Employees must always be given as detailed an explanation as possible of the allegations against them including dates, times and people involved. It may seem a minor point but if employees are not made fully aware of the case against them, a tribunal is likely to find that they were not given the opportunity to fully defend themselves. Ultimately this can result in higher compensation to the employee if, in all of the circumstances, they are found to have been unfairly dismissed.
Employee complaints can be dealt with in different ways depending on the nature of the complaint. In some cases, the complaint will be a straightforward grievance about a decision taken by management against the individual - for example, a decision to reject an annual leave request, or removal of a car parking space. A short investigation should be relatively simple to undertake and the response provided to the employee.
Employees must always be given as detailed an explanation as possible of the allegations against them.
However, where a complaint centres around the behaviour of another person in terms of their demeanour and treatment of others - often referred to as bullying by the individual involved - a different approach may be required. Mediation may be a better method of dealing with the complaint because this allows the individuals involved to talk through their issues, rather than have a third party rule on it themselves.
In 2014, the rules on requesting flexible working were extended, with the effect that there is now no need for an employee to be a parent or a carer in order to make a statutory request to change their hours of work.
However, the requirement for the employee to have 26 weeks' service remains. Applications for flexible working have failed in some instances for this reason, which is completely lawful.
Despite this, DDU members may feel they would like to open up the procedure to all employees regardless of service. Where this happens, it should be made clear to the employee that their request does not fall under the statutory procedure and therefore the rules around limited specified reasons for refusal will not apply.
Terms and conditions
An employee's contractual terms and conditions are fixed, including their hours of work, times of work and benefits provided. They cannot be changed without agreement from both parties, and this applies whether the desire for change comes from either the employer or the employee.

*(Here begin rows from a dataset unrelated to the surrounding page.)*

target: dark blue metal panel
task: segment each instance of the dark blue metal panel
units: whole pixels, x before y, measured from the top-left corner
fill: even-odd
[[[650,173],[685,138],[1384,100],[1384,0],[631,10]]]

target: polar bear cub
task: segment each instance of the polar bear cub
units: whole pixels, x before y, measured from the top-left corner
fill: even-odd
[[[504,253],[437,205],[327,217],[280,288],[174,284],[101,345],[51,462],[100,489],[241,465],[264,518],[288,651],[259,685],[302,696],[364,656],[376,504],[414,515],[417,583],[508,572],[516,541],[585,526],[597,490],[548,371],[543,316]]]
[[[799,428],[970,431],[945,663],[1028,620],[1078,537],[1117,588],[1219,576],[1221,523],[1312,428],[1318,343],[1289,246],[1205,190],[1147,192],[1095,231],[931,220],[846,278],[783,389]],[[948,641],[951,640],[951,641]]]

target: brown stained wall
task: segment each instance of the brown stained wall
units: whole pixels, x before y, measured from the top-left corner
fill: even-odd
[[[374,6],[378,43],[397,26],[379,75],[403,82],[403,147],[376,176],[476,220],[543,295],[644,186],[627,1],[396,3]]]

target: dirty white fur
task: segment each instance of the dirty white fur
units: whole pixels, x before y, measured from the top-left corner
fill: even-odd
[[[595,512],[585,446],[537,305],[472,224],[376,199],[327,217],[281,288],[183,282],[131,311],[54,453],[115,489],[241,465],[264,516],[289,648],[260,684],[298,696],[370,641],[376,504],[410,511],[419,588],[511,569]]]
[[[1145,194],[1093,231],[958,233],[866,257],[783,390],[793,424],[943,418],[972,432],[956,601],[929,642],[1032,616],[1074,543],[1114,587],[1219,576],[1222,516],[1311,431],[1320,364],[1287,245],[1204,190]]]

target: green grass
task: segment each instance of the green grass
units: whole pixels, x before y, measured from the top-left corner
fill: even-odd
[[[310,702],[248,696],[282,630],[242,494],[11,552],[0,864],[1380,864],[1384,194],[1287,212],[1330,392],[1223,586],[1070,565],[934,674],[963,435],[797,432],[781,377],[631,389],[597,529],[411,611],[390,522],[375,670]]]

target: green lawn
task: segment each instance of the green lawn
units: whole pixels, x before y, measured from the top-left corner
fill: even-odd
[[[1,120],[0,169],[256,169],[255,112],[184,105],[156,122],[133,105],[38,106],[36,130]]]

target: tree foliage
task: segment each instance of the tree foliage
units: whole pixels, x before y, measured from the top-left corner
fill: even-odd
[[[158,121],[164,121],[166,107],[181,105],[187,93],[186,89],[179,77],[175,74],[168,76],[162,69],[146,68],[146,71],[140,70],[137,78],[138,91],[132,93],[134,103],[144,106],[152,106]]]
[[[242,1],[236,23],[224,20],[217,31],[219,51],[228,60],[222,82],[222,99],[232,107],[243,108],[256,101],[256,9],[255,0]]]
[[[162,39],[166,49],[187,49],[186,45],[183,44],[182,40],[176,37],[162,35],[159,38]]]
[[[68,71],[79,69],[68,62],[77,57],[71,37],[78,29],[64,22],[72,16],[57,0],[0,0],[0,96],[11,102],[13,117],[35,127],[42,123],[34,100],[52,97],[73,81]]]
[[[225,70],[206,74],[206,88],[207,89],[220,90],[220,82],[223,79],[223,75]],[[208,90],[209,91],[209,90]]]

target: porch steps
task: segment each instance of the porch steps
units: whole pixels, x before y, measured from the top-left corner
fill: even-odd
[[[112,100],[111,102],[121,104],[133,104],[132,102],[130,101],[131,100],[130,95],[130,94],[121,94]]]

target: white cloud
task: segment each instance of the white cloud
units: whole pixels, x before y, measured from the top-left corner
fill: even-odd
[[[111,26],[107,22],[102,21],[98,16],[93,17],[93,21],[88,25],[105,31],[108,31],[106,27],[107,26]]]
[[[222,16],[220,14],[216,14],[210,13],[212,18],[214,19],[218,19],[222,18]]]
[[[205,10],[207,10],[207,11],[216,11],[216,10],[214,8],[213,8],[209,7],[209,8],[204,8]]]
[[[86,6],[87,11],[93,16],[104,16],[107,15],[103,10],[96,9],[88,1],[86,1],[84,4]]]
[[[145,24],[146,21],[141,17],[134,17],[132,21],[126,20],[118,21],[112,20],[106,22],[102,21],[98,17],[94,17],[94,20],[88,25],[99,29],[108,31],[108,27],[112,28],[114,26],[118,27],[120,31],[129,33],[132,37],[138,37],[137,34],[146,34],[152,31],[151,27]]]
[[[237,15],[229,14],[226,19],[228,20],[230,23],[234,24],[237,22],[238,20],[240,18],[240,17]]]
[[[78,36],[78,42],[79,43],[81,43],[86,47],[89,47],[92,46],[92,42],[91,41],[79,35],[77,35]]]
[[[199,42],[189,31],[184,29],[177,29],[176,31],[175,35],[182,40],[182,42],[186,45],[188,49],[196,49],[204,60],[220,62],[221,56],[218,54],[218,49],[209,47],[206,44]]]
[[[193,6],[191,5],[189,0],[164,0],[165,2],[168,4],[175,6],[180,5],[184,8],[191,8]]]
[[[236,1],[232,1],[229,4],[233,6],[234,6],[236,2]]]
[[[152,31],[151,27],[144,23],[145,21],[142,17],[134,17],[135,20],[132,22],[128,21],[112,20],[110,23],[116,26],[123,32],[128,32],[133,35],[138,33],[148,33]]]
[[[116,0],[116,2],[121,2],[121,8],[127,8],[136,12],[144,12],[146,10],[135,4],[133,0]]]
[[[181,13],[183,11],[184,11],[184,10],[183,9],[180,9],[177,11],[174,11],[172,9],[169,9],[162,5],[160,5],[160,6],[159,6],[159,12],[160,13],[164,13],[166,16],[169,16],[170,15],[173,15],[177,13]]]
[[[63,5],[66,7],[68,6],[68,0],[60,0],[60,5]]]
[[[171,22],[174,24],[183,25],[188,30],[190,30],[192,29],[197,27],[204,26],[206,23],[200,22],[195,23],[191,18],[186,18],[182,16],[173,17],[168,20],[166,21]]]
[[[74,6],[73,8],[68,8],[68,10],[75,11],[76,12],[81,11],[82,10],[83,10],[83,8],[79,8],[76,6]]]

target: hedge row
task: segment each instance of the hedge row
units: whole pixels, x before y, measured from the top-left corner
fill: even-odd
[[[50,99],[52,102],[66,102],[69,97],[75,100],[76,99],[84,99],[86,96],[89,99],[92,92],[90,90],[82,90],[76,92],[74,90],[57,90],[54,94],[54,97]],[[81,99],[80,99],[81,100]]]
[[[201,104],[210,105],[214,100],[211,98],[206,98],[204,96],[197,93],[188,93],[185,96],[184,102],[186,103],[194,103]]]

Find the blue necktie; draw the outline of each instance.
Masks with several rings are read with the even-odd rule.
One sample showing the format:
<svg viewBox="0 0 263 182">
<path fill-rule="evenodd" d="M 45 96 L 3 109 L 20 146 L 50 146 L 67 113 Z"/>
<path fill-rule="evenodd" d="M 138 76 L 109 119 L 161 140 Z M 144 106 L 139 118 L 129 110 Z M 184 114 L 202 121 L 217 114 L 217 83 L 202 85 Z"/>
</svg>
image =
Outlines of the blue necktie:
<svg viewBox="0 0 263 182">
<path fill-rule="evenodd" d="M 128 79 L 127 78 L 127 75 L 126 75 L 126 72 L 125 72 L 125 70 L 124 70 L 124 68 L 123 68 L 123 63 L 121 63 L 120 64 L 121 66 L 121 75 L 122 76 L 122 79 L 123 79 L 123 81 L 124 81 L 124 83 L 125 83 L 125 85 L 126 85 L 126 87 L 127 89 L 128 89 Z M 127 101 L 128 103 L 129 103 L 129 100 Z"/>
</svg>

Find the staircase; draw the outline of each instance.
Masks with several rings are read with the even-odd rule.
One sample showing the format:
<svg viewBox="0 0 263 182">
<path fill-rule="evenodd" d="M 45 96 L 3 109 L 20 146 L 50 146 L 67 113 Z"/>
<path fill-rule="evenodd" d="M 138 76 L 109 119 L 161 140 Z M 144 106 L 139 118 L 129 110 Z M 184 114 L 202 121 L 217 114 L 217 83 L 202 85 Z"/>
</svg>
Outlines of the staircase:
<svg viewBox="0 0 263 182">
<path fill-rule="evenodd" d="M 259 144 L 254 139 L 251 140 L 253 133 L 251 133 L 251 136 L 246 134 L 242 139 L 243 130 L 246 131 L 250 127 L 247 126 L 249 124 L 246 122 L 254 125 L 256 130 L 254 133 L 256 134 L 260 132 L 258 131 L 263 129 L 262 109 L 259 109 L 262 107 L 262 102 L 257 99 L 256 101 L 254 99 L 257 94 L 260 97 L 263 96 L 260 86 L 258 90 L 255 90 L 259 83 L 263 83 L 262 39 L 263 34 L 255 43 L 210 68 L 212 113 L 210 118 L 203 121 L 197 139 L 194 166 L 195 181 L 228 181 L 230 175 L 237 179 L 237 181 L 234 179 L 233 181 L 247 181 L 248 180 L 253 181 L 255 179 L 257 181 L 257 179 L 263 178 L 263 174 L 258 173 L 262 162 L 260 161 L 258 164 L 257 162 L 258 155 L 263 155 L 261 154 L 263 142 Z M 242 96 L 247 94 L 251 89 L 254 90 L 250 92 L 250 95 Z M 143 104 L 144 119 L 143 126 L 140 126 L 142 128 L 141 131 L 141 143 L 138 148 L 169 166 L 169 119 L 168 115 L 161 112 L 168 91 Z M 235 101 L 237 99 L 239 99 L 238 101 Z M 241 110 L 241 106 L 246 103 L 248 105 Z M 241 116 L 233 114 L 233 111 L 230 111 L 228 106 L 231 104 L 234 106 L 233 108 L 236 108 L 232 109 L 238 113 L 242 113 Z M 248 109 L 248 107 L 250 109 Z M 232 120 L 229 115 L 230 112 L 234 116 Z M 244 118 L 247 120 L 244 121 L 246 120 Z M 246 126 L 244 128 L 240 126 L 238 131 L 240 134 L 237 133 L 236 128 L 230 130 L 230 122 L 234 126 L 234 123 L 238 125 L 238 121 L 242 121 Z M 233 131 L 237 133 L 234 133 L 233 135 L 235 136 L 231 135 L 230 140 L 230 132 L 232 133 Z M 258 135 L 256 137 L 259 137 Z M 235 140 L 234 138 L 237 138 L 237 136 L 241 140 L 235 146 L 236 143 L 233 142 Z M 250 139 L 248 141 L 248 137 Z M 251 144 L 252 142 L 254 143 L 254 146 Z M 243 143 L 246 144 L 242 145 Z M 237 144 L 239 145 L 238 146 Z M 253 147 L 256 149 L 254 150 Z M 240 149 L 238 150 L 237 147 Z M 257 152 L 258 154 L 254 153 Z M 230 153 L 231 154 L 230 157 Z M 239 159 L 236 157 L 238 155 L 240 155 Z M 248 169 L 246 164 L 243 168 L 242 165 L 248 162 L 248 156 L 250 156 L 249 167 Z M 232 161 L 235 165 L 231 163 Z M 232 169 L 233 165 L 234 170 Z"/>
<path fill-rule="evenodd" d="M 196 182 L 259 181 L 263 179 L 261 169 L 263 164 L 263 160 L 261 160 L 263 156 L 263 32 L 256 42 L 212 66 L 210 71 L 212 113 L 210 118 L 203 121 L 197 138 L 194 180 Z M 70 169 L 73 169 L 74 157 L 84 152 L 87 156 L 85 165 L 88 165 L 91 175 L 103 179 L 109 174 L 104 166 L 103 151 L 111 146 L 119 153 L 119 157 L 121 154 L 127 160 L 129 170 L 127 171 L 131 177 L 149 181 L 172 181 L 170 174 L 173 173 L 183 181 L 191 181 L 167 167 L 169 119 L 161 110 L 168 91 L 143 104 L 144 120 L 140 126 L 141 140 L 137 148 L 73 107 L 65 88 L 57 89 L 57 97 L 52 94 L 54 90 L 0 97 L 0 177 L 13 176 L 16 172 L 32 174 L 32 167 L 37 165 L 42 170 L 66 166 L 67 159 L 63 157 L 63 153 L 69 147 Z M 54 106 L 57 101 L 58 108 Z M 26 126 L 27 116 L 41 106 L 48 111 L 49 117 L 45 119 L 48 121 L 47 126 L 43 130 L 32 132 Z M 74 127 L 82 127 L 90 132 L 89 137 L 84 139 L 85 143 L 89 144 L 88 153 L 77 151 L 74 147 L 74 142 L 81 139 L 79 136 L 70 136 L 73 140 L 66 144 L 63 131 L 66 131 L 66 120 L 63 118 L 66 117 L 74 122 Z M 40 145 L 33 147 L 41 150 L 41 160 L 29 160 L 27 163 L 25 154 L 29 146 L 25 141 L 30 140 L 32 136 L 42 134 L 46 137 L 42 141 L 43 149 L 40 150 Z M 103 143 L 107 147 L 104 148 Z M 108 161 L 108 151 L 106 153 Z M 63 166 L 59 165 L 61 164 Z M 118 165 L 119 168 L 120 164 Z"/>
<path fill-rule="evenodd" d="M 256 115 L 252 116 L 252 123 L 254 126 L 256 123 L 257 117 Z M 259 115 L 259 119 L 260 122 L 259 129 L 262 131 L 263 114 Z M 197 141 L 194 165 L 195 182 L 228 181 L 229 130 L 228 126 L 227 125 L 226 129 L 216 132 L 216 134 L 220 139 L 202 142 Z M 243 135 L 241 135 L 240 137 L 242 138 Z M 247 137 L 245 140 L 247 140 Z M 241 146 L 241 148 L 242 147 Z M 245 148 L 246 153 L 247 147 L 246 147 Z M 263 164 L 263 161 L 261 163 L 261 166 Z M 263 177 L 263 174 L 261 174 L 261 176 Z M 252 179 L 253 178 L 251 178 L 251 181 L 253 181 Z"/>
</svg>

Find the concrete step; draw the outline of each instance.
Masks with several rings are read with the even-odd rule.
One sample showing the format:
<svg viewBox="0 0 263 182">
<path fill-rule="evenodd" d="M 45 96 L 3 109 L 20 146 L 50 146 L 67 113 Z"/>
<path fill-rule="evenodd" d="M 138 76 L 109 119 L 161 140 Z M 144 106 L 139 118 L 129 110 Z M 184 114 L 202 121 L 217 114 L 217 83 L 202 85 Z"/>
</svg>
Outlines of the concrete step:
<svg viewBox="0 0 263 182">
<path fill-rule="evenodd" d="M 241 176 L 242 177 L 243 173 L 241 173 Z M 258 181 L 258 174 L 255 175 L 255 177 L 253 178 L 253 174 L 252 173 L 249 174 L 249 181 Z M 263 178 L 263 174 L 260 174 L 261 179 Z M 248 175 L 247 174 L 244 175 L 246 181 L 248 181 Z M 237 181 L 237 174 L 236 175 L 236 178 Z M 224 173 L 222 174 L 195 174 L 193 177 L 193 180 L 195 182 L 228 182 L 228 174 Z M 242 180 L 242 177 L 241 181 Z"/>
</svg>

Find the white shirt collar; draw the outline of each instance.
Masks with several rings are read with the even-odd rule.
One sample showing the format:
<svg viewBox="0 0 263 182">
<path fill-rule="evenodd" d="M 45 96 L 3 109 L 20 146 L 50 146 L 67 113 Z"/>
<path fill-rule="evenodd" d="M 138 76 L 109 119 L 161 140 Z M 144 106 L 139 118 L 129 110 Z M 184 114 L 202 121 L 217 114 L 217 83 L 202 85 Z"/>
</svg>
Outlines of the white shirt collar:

One example seen recently involved a long serving employee whose annual leave entitlement was much higher than the rest of the workforce. Because this is a contractual entitlement, an attempt to reduce it without the employee's agreement would constitute a breach of contract, entitling the employee to make a claim.
An employee is unlikely to give up their advantageous amount of annual leave for nothing, so it may be that a compromise needs to be sought. Offering an incentive to give up contractual entitlements may make the process easier.